Module archive
archive.sh is a generic module for dealing with various archive formats in a generic and consistent manner. It also provides some really helpful and missing functionality not provided by upstream tools.
At present the list of supported archive formats is as follows:
-
SQUASHFS: Squashfs is a compressed read-only filesystem for Linux. Squashfs intended for general read-only filesystem use, for archival use and in constrained block device/memory systems where low overhead is needed. Squashfs images are rapidly becoming a very common medium used throughout our build, install, test and upgrade code due to their high compressibility, small resultant size, massive parallelization on both create and unpack and that they can be directly mounted and booted into.
-
ISO: An ISO image is an archive file of an optical disc, a type of disk image composed of the data contents from every written sector on an optical disc, including the optical disc file system. The name ISO is taken from the ISO 9660 file system used with CD-ROM media, but what is known as an ISO image can contain other file systems.
-
TAR: A tar file is an archive file format that may or may not be compressed. The archive data sets created by tar contain various file system parameters, such as time stamps, ownership, file access permissions, and directory organization. Our archive_compress_program function is used to generalize our use of tar so that compression format is handled seamlessly based on the file extension in a way which picks the best compression program at duration.
-
CPIO: “cpio is a general file archiver utility and its associated file format. It is primarily installed on Unix-like computer operating systems. The software utility was originally intended as a tape archiving program as part of the Programmer’s Workbench (PWB/UNIX), and has been a component of virtually every Unix operating system released thereafter. Its name is derived from the phrase copy in and out, in close description of the program’s use of standard input and standard output in its operation. All variants of Unix also support other backup and archiving programs, such as tar, which has become more widely recognized.[1] The use of cpio by the RPM Package Manager, in the initramfs program of Linux kernel 2.6, and in Apple Computer’s Installer (pax) make cpio an important archiving tool” (https://en.wikipedia.org/wiki/Cpio).
func archive_append
Append a given list of paths to an existing archive atomically. The way this is done atomically is to do all the work on a temporary file and only move it over to the final file once all the append work is complete. The reason we do this atomically is to ensure that we never have a corrupt or half written archive which would be unusable. If the destination archive does not exist this will implicitly call archive_create much like ‘cat foo » nothere’.

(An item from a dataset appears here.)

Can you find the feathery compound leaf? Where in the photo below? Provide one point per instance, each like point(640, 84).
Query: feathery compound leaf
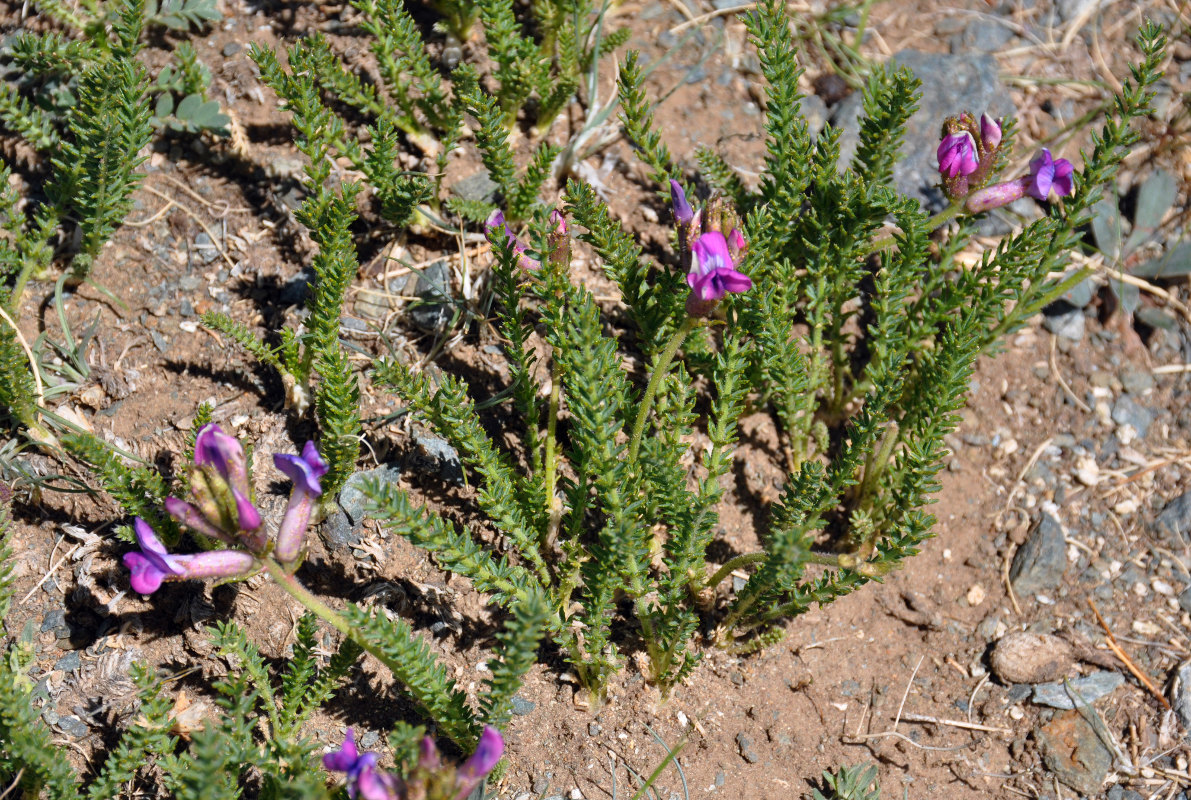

This function suports the PATH_MAPPING_SYNTAX
as described in mount.
NOTE: The implementation of this function purposefully doesn’t use native
--append
functions in the archive formats as they do not all support it. The ones which do support append do not implement in a remotely sane manner. You might ask why we don’t use overlayfs for this. First, overlayfs with bindmounting and chroots on older kernels causes some serious problems wherein orphaned mounts become unmountable and the file systems containing them cannot be unmounted later due to reference counts not being freed in the kernel. Additionally, if compression is used (which it almost always is) we are forced to decompress and recompress the archive regardless so overlayfs doesn’t save us anything. If you’re really concerned about performance just ensure TMPDIR is in memory as that is where all the work is performed.
OPTIONS
(*) Denotes required options
(&) Denotes options which can be given multiple times
--best
Use the best compression (level=9).
--bootable, --boot, -b
Make the ISO bootable (ISO only).
--delete
Delete the source files after successful archive creation.
--dereference
Dereference (follow) symbolic links (tar only).
--fast
Use the fastest compression (level=1).
--ignore-missing, -i
Ignore missing files instead of failing and returning non-zero.
--level, -l <value>
Compression level (1=fast, 9=best).
--nice, -n
Be nice and use non-parallel compressors and only a single core.
--volume, -v <value>
Optional volume name to use (ISO only).
ARGUMENTS
dest
Archive to append files to.
srcs
Source paths to append to the archive.
func archive_compress_program
Determine the best compress programm to use based on the archive suffix.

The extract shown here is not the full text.